En les menaçant de mort, les Talibans ont exigé des Afghans de boycotter ces
élections. Surtout dans le sud
du pays, la sécurité n'est pas assurée, le pouvoir central n'y gouverne
plus, malgré les 30,000 soldats américains supplémentaires envoyés par Obama, qui n'a
pas voulu suivre ses généraux qui demandaient jusqu'à 80,000
soldats supplémentaires. Des hommes forts régionaux et locaux ont
acheté des votes. Trop d'organisateurs du vote sont corrompus. Le vrai
nombre des électeurs est inconnu. Il n'y a toujours pas de registre des
électeurs. Les institutions pour contrôler le vote n'ont pas été nettoyées
et leur qualité ne s'est pas
améliorée par rapport à 2009. Le résultat du processus électoral ne peut
donc être mieux.
Pour assurer un futur de paix et de prospérité en Afghanistan, la présence
étrangère sera nécessaire pendant au moins encore une décennie, voire une
génération, pour pacifier le pays, pour améliorer l'infrastructure, pour
trouver une alternative durable à la production d'opium et pour combattre
l'analphabétisme, qui est un obstacle majeur au développement. Dans un
entretien avec le Spiegel, le général américain David Petraeus a
mentionné le chiffre de 30,000 membres des forces de sécurité afghane qui
prennent actuellement des cours pour apprendre à lire et à écrire.

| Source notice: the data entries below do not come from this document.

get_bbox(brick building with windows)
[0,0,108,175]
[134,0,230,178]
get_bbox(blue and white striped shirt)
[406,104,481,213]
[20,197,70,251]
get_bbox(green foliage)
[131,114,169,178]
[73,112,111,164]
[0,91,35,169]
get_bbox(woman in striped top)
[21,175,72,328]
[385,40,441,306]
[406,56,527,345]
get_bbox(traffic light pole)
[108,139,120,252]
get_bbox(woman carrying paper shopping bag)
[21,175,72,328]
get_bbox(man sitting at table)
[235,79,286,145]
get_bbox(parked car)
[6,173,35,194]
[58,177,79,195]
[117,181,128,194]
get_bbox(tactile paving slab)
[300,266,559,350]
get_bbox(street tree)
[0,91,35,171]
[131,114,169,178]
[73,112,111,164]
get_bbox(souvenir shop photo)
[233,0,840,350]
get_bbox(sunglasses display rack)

Ce problème a été reconnu, mais l'effort fait est encore très modeste.
L'Afghanistan semble être riche en ressources naturelles. Non, nous ne
parlons pas de l'opium, mais des minéraux qui vaudrait autour de 1000
milliards. Selon David Petraeus, ce rapport sur les ressources du pays est crédible. Donc, une fois
pacifié et doté d'un régime capable avec une population éduquée,
l'Afghanistan aurait un futur et une prospérité assurée. Malheureusement, les
efforts internationaux et afghans restent insuffisants. Selon les Nations
Unies, en 2009, dans le classement des pays par niveau de développement,
l'Afghanistan était classé à la 181ème position sur 182 pays.
Selon Transparency International,
l'Afghanistan se trouve à l'avant-dernière place sur la liste des pays les
plus corrompus de la planète.
Après presque une décennie, l'approche internationale trop timide a déjà
coûté des centaines de milliards de dollars et des dizaines de milliers de
vies, sans porter de fruits. Il faudrait mettre le
“paquet”
en savoir et en ressources militaires, financières et humaines. Et être un
coureur de fond expérimenté. Mais la volonté ne semble plus être présente. Avec le régime Karzaï
au pouvoir, tout effort semble de toute façon voué à l'échec.